BellBrook Labs has developed and validated the Transcreener cGAS Assay as a biochemical activity assay for discovery of small molecule cGAS drugs. Because it relies on direct detection of cGAMP in a homogenous format, the Transcreener cGAS Assay provides a robust, automatable method for screening, hit-to-lead and mechanistic studies focused on cGAS modulators. BellBrook has used it internally to develop cGAS antagonists with nanomolar potency. 

Ectonucleotide Pyrophosphatase/Phosphodiesterase 1 (ENPP1) plays an important role in dampening cGAS/STING signaling by degrading cGAMP and therefore is being targeted for cancer immunotherapy. ENPP1 hydrolyzes cGAMP to AMP and GMP and hydrolyses ATP and other nucleotides to monophosphates and pyrophosphate. BellBrook developed a robust, HTS-compatible enzymatic assay method for ENPP1 using the Transcreener AMP2/GMP2 Assay, a competitive fluorescence polarisation (FP) or TR-FRET immunoassay that enables direct detection of AMP and GMP in a homogenous format. 

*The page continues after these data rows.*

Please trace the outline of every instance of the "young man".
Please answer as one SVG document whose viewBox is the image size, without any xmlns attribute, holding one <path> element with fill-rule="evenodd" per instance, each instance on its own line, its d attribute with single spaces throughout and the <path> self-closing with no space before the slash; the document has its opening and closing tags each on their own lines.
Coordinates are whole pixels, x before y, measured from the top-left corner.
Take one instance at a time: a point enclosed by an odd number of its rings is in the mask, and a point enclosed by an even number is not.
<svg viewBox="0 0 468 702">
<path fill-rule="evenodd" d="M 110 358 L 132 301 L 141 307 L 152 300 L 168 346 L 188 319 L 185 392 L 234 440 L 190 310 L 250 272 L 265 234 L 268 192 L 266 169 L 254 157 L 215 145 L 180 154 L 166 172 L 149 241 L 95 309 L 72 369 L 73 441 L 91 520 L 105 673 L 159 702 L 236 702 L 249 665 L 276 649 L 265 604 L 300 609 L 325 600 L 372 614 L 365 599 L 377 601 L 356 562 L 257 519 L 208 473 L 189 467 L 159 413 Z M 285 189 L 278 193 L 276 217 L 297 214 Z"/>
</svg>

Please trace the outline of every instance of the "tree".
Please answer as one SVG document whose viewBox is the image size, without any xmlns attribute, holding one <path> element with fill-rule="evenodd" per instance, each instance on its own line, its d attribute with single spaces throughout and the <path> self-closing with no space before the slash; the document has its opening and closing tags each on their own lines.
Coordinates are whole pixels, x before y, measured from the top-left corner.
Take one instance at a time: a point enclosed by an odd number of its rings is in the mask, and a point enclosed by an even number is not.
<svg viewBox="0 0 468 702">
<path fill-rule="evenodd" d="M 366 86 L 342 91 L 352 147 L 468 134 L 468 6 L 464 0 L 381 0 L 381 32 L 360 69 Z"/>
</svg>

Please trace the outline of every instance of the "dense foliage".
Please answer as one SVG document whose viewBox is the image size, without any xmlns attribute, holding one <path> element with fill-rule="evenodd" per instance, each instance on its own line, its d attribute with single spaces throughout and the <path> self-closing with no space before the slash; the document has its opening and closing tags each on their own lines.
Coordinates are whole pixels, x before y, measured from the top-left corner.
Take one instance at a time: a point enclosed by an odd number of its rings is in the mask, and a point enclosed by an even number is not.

cGAS and the role of cGAMP in innate immunity was elucidated relatively recently, but it has long been known that production of adenosine in the extracellular tumor microenvironment causes immunosuppression and is associated with tumour progression. Targeting adenosine-generating ectonucleotidases, most notably CD39 and CD73, is being hotly pursued a as a strategy to stimulate and prolong anti-tumour immunity. CD39 hydrolyses ATP and ADP to AMP; AMP can further be processed to adenosine by CD73 leading to a significant impact on many disease states. The Transcreener AMP² CD39 Assay directly measures AMP produced by the enzyme in a homogenous format with fluorescence polarisation or TR-FRET readouts. Similarly, the Transcreener ADO CD73 Assay was also developed to measure CD73 activity in a homogenous format, aiding researchers searching for small molecule inhibitors of the enzyme.

Figure 2

Figure 2: The Transcreener AMP² CD39 Assay directly measures AMP produced by the enzyme with an FP or TR-FRET readout. AMP is then hydrolysed to Adensosine by CD73 which can be detected by the Transcreener ADO CD73 Assay.

The Transcreener ADP2 Kinase Assay has been used to capture millions of data points in HTS in both pharmaceutical and academic screening centres over the last 12 years. It remains the only HTS assay available that relies on direct detection of ADP, with no coupling enzymes or non-native substrates. BellBrook recently validated the Transcreener with kinases in the cGAS/STING pathway, including IKKβ and TBK1. Both of these enzymes are also involved in signalling pathways for other types of pattern recognition receptors; eg, Toll-like receptors, making them potential targets for diverse for autoimmune and neurodegenerative diseases.

Figure 3

Figure 3: Example Transcreener Assay for measuring kinase activity. Transcreener is a mix-and-read platform and include assays that measure other enzymes such as ENPP1, CD39, CD73, and cGAS.

BellBrook Labs will continue to build on its current suite of Transcreener Assays for innate immune targets. In addition to building an innate immunity product portfolio, BellBrook has also created a suite of services to accelerate assay development, hit-to-lead and lead discovery. The current push to develop new drugs in this area is exciting and BellBrook hopes to create more products and services to help researchers achieve their goals of discovering and advancing novel small molecule modulators for autoimmune disease and cancer.